Human-challenge trials have been used in developing new therapies for malaria, smallpox and other diseases for which there already exists an effective treatment. No known treatment can stop COVID-19 in its tracks, making such trials controversial.

"There's a huge interest in human challenges," said Emily Largent, who teaches medical ethics and health policy at the University of Pennsylvania's Perelman School of Medicine.

She said that decisions on using human-challenge trials should be considered in the context of the value of speeding a vaccine candidate to market during a deadly pandemic.

"You likely can't eliminate all the risk," she said.

Bettie Steinberg, a vaccine expert and provost at Northwell Health's Feinstein Institutes for Medical Research, said that live-virus vaccines such as the one under development by Codagenix often work better than those using dead viruses.

"If you have a weakened virus that  grows a little in the person, you get a better immune response," she said.

She pointed to the first polio vaccine, a dead version of the virus developed by Jonas Salk, which was later largely supplanted by Albert Sabin's live attenuated virus often delivered on a sugar cube.

Steinberg said Phase 1 trials are focused on calibrating the proper dosage of a  drug or vaccine, while Phase 2 trials, traditionally involving hundreds of volunteers, consider safety over a longer term while harvesting some data on effectiveness. Phase 3 studies typically use thousands of people, some getting the  vaccine and some a placebo, to gain insight on long-term effectiveness and safety, including rare reactions.

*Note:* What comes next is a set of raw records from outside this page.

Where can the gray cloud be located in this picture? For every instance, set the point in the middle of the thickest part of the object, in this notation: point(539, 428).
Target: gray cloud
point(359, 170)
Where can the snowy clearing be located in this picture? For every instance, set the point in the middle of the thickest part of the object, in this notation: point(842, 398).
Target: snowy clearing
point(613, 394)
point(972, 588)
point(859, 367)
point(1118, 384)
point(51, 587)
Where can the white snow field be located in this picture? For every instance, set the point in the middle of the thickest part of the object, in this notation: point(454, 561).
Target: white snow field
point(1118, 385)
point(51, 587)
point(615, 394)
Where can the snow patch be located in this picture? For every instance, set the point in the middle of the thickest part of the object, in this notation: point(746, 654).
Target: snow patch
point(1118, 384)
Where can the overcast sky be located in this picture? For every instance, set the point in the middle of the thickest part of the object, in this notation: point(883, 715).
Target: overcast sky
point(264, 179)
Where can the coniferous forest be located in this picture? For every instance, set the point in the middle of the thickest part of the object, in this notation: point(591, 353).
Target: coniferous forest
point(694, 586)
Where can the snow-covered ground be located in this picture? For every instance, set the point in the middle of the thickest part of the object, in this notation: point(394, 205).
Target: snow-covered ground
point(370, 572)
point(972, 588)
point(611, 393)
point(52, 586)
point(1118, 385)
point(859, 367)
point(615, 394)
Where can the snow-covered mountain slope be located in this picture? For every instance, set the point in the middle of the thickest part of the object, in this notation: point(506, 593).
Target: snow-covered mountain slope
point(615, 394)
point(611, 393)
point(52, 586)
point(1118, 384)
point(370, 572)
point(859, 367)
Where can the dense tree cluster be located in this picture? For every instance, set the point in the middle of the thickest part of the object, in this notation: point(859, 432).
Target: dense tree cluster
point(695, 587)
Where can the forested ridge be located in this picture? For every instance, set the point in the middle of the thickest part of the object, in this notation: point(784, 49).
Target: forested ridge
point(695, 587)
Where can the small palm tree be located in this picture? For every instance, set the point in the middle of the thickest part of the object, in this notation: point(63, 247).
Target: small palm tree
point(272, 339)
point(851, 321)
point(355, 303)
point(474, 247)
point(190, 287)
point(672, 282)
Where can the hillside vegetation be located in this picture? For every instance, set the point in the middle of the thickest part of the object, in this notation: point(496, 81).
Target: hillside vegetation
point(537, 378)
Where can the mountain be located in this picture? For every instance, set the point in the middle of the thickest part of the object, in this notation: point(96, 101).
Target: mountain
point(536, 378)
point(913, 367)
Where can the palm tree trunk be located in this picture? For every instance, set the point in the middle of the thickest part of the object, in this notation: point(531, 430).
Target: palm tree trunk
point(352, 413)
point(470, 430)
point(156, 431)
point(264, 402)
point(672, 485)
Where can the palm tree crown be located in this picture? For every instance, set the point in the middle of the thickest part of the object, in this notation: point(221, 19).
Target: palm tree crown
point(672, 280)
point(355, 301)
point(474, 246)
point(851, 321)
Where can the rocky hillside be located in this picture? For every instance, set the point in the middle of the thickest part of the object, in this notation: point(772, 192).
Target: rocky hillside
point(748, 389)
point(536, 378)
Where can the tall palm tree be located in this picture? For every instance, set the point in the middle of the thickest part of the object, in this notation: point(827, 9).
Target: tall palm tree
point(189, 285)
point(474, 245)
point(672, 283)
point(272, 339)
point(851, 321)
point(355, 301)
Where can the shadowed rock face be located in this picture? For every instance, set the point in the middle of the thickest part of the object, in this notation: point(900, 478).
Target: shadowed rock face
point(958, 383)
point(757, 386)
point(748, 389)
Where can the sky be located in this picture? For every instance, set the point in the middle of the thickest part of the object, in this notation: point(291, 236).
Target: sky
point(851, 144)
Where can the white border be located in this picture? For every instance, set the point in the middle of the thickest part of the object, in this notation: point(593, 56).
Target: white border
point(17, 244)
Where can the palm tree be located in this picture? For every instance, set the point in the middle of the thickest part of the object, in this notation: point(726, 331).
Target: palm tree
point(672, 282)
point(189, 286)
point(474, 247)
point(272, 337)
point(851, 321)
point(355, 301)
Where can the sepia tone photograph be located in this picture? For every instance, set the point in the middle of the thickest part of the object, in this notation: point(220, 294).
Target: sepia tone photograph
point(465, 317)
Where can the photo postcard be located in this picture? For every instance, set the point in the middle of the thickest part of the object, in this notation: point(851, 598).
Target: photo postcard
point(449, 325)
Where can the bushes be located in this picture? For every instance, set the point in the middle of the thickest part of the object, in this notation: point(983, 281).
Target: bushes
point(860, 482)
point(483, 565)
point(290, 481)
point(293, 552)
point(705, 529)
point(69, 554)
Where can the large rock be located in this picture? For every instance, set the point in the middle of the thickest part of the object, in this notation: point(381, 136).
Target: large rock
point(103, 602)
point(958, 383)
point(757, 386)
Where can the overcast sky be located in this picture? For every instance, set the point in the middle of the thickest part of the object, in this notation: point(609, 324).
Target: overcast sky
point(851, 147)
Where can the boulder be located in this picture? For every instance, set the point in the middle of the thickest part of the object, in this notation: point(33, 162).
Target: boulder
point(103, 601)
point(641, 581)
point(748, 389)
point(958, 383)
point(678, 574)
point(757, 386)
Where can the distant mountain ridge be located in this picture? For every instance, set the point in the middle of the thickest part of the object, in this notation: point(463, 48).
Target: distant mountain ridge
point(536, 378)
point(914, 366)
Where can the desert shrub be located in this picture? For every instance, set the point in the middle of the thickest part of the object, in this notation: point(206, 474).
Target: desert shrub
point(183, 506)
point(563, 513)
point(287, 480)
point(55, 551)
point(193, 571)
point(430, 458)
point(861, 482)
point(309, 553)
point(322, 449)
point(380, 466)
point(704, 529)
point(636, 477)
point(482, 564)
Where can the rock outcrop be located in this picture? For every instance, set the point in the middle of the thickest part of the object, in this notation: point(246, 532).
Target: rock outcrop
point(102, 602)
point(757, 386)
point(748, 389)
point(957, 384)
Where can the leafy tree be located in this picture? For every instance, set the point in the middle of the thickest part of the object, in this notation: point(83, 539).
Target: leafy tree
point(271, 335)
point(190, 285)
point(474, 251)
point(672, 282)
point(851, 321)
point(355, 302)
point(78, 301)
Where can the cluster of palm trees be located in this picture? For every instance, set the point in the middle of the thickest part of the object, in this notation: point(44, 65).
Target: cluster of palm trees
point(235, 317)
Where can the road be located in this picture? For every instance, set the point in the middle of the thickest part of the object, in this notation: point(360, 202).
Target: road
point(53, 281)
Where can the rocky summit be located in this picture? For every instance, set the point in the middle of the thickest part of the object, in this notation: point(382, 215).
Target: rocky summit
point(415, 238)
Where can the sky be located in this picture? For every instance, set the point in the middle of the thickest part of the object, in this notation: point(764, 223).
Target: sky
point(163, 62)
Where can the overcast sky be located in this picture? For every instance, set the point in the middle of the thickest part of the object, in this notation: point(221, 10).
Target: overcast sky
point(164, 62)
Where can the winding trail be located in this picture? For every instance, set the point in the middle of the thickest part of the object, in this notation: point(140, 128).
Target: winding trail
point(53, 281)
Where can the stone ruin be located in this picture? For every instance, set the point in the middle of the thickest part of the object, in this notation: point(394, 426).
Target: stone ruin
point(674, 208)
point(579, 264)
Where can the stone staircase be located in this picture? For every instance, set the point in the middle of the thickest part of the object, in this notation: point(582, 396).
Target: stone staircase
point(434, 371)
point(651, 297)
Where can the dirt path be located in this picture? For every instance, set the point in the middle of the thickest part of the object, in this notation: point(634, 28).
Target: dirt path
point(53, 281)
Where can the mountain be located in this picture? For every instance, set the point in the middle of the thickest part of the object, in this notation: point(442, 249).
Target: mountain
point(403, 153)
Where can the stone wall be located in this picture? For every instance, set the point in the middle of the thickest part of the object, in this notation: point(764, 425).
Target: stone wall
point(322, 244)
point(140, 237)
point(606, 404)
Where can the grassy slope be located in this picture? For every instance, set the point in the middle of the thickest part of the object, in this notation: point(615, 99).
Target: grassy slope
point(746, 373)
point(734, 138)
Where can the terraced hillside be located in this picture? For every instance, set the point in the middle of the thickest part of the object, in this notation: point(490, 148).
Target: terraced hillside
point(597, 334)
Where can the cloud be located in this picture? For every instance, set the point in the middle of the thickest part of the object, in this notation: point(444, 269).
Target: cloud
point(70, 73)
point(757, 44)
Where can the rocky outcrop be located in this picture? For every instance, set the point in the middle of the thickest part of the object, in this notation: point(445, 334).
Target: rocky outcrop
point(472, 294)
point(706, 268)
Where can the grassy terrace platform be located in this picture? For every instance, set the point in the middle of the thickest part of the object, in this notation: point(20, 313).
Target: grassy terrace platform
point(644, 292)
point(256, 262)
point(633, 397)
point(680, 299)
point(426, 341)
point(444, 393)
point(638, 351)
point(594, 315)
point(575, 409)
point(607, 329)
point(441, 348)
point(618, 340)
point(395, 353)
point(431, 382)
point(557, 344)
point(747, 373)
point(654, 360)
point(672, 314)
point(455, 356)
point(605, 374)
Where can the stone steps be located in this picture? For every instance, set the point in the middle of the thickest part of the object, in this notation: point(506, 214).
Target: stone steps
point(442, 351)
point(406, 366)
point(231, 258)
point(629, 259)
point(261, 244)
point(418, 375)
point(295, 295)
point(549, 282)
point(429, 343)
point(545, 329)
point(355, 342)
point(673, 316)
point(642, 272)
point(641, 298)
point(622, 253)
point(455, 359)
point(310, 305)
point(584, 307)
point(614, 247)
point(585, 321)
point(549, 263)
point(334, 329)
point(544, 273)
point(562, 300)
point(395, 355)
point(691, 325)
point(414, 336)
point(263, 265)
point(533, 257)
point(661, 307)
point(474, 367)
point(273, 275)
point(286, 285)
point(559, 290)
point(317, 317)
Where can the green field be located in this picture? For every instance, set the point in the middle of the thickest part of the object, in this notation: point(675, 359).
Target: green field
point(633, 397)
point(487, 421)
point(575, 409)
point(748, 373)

As of Aug. 10, the World Health Organization cataloged 28 COVID-19 vaccine candidates in clinical trials. Those included vaccines from pharmaceutical giants like AstraZeneca and partner University of Oxford and Pfizer and its partner BioNTech as well as several from China. 

The WHO also listed 139 vaccine candidates in preclinical evaluation, including the one from Codagenix and its partner, Serum Institute of India.

Another Long Island company on the WHO's preclinical trial list, Stony Brook-based Applied DNA Sciences Inc., is providing DNA technology as part of the effort by Rome-based Takis Biotech.

The Serum Institute of India is spreading its bets in the global vaccine race.

Owned by the billionaire Poonawalla family, the Serum Institute already has begun manufacturing a vaccine candidate developed by AstraZeneca and the University of Oxford, gambling that it will be found safe and effective in ongoing trials and win regulatory approval.

News of Codagenix's planned Phase 1 trial comes as reports from Russia and China suggest that vaccine candidates from those countries are nearing release.

Last month Gao Fu, the director of China's Center for Disease Control and Prevention, said that he was injected with an experimental vaccine, while Russian President Vladimir Putin on Tuesday said a vaccine made by Moscow's Gamaleya Institute was the world's first to receive regulatory approval.